Ее ответный огонь, ее насмешки, ее попытка перевернуть меня и взять верх – все это лишь разожгло меня сильнее. Я был драконом. И она пыталась оседлать меня? Это было одновременно безумием и самым сильным афродизиаком из всех возможных.

Я взял то, что хотел. Жестко, властно, без предупреждения. Потому что так поступали всегда. Потому что я дракон, и мне не было дела до условностей. Потому что я видел в ее глазах тот же огонь, ту же готовность к битве.

И я ошибся.

Острая, обжигающая боль, что пронзила меня в тот миг, исходила не от нее. Она исходила от меня самого. От осознания. От стремительного, сокрушительного прозрения.

Ее тело, всегда такое гибкое и сильное в бою, вдруг стало жестким, сопротивляющимся. Ее крик был не криком страсти, а криком боли. Настоящей, физической, шокирующей. А в ее широко раскрытых глазах я прочитал не желание, а панический, животный ужас и… невинность.

Невинность.

Мысль была настолько чудовищной, настолько невозможной, что мой разум отказался ее принимать. Мериана Крафт? Некромантка, повелительница теней, выросшая в грязи и крови Блэкстоуна? Та, что одним взглядом могла заставить трепетать закаленных бандитов? Невинная?

Все мои представления о мире рухнули в одно мгновение. Все истории о разгульных некромантах, о их чудовищных оргиях и извращенных ритуалах – все оказалось прахом. Передо мной была не одна из тех. Она была… другой. Хранившей что-то самое сокровенное, самое хрупкое за семью печатями брони, сарказма и силы. И я… я над этим даром надругался, приняв ее вызов за согласие.

Вековое высокомерие дракона разбилось о простую, человеческую правду в ее глазах. Я ощутил себя слепым, глупым щенком, который в своем невежестве растоптал самый редкий и прекрасный цветок.

– Черт… – выдохнул я, и в этом слове было все мое отчаяние, мой стыд, моя ненависть к самому себе. – Я не знал…

Я попытался отстраниться, причиняя ей еще большую боль, и это было последней каплей. Я замер, превратился в статую. Вся моя титаническая сила, вся моя ярость обратились внутрь, на то, чтобы не шелохнуться, не сделать ей еще хуже. Я смотрел на ее лицо, на слезы на ресницах, и мне хотелось рычать от бессильной ярости на самого себя.

– Просто дыши, – прошептал я, командуя, моля. – Расслабься. Я здесь»

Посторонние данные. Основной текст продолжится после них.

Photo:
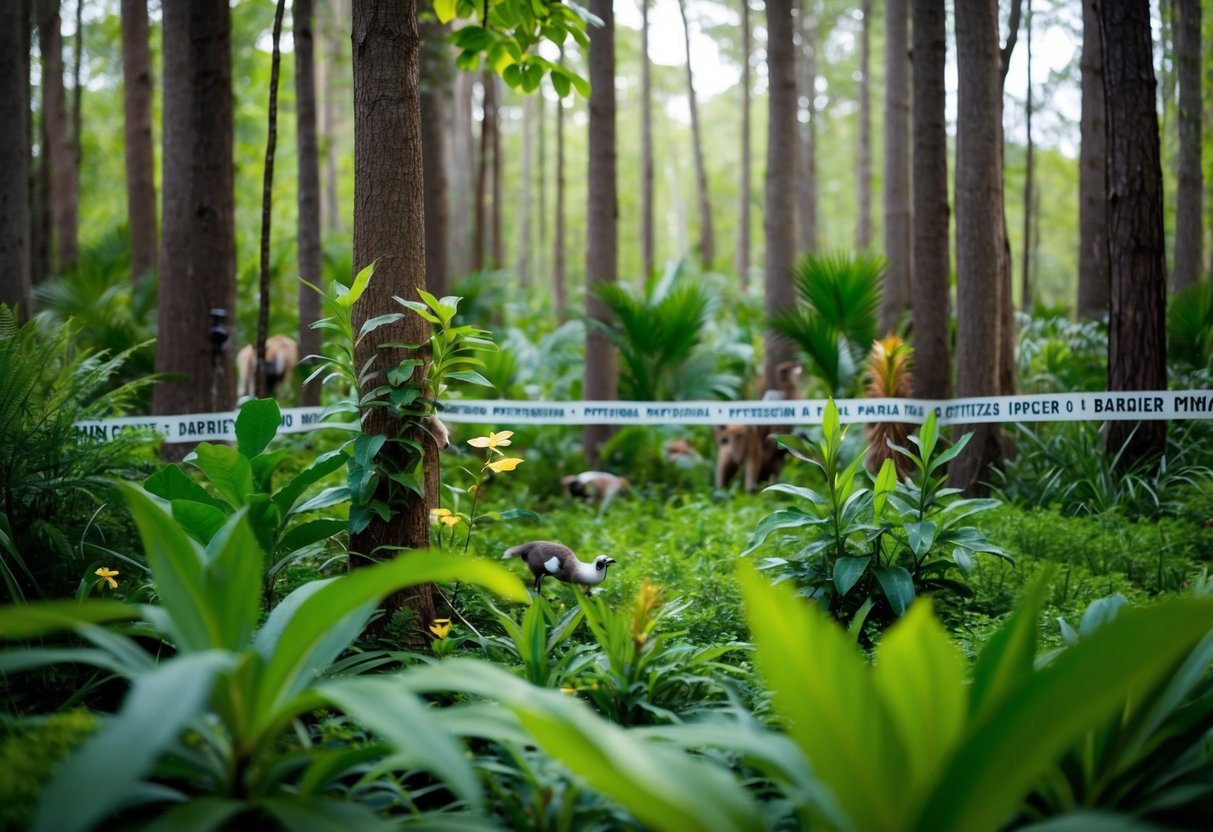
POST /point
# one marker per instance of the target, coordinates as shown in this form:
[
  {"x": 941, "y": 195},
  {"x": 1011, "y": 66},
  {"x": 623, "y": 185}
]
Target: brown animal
[
  {"x": 282, "y": 357},
  {"x": 751, "y": 448}
]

И я остался. Дышал с ней в унисон. Чувствовал, как ее тело понемногу, с невероятным трудом, начинает расслабляться под моим. И в этот момент я понял, что значит настоящая сила. Это не сила взять. Это сила – удержаться. Не причинить боль. Защитить. Сохранить то хрупкое доверие, что ты уже почти разрушил.

Я начал двигаться снова. Бесконечно медленно. Каждое движение было покаянием. Каждое прикосновение – просьбой о прощении. Я читал ее тело, как самую сложную карту, следя за каждым вздохом, за малейшим напряжением. Я не брал – я дарил. Я отдавал ей все свое внимание, всю свою нежность, которую только мог найти в своей ожесточенной душе. Я заставил ее удовольствие стать моей единственной целью, моей единственной победой.

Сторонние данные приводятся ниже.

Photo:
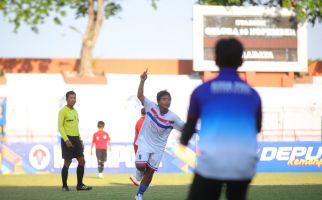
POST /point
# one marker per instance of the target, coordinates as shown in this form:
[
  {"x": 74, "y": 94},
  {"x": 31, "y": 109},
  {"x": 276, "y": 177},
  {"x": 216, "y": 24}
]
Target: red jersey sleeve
[{"x": 107, "y": 137}]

И когда она наконец расслабилась, когда ее тело затрепетало в моих руках, не от боли, а от нахлынувшего наслаждения, что-то во мне сломалось и собралось заново. Это была не просто физическая разрядка. Это было очищение.

Я не отпустил ее. Притянул к себе, чувствуя, как ее спина прижимается к моей груди. Ее сердце билось в унисон с моим.

– Моя, – прошептал я в ее волосы, и это была уже не похотливая констатация факта. Это была клятва. – Отныне и навсегда.

Она не ответила. Ее ровное дыхание говорило о том, что она уснула. Доверчиво, спокойно, прямо в объятиях того, кто минуту назад был ее кошмаром.

И я лежал, не в силах сомкнуть глаз, слушая ее дыхание и пытаясь осмыслить произошедшее. Мой дракон, обычно такой требовательный и собственнический, теперь просто… мурлыкал где-то глубоко внутри, удовлетворенный и спокойный. Он выбрал ее. Не просто как самку. Как свою пару. Разумом, телом и той самой израненной душой.

А я… я смотрел в ночное небо и понимал, что все, что я думал, что знал о ней, о мире, о себе – было иллюзией. Истина оказалась гораздо сложнее, страшнее и прекраснее.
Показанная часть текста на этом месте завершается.